Strona:Karolina Szaniawska - Fortel Pawełka.djvu/32

Ta strona została skorygowana.
FELEK.

Ależ jak najpewniejszy!... Od rana miałem złe przeczucie, szukając psów... (po chwili) Chciałem iść do lasu — nie było żadnego. Teraz przypadkiem w wozowni...

ZOSIA (mocno wylękniona).

W wozowni... więc tam dostali się zbrodniarze?...

FELEK.

Przykryte słomą, leżą biedne psiska... (z rozpaczą) ciepłe jeszcze!

GUSTAW (przerażony).

Ciepłe, mówisz!?... Zbrodnia została zatem spełniona przed chwilą...

KONRAD (biega po scenie)

Sprawcy muszą być niedaleko!

AMELKA.

Chodźmy, trzeba wysłać ludzi, a nadewszystko przeszukać wszystko w ogrodzie i zabudowaniach (chce iść).

GUSTAW (zatrzywując ją).

Nie pozwolę! tu można stracić życie...

AMELKA (spokojnie)

Cóż znowu!

ZOSIA (chwyta się za głowę).

Ach, mój Boże, mój Boże, czemuż rodziców nie ma! Jesteśmy bez opieki.

KONRAD.

Wybiją nas, jak muchy... nie doczekamy jutra...

GUSTAW.

A łatwo im to przyjdzie: pewno się ukryli i czekają nocy.

KONRAD.

Otrucie psów poprzedza napad... zawsze napad.

FELEK.

Ach, wszystkie potruli!... (kryje twarz w dłoniach).

(wszyscy biegają po scenie i potrącają się).
GUSTAW (przystając)

Należy jednak radzić.

KONRAD.

I cóż poradzimy?

GUSTAW (na stronie mówi cicho do Konrada)

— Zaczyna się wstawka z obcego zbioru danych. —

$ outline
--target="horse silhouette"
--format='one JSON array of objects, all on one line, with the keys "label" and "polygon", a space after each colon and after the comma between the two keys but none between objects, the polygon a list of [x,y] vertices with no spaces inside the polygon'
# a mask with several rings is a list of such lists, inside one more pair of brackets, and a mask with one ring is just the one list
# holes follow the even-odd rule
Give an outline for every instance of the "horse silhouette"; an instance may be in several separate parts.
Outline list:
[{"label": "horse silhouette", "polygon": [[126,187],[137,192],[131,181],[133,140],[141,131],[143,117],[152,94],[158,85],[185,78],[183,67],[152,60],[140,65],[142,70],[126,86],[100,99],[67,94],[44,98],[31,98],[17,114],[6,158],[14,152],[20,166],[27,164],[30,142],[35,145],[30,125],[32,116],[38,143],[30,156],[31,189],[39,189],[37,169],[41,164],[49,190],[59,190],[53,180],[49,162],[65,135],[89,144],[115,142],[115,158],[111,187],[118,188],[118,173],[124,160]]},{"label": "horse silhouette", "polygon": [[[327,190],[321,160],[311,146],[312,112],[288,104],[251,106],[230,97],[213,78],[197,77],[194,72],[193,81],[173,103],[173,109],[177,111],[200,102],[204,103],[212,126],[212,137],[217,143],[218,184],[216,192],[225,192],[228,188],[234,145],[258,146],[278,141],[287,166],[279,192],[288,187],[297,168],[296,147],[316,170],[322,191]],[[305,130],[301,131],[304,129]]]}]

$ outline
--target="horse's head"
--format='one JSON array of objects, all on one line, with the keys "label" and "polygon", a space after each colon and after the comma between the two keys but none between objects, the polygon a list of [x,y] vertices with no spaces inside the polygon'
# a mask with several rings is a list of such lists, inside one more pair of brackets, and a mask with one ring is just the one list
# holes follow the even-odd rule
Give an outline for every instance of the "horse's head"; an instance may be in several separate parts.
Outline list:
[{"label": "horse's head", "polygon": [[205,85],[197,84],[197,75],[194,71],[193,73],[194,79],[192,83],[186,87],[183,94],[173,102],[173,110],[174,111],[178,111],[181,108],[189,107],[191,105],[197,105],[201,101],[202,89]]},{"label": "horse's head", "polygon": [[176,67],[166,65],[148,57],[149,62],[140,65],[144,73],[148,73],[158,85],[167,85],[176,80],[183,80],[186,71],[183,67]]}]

To coś dziwnego... psy potrute...

KONRAD (również tajemniczo).

Nie traćmy odwagi... Trzeba im być pomocą...

GUSTAW.

Masz słuszność, lecz śmieszy mnie ich przestrach... (występuje na środek sceny) Tak, nie ma innej rady, musimy się bronić...

ZOSIA.

Ach, panie Gustawie, jaką bronią?

FELEK.

Zaraz przyniosę strzelbę tatki (chce wyjść).

GUSTAW (ostro).

Ani się waż stąd wychodzić! Może właśnie w sieni czatują zbójcy...

(Felek wraca i chwyta się za głowę).
KONRAD.

Na czem więc będzie polegała obrona?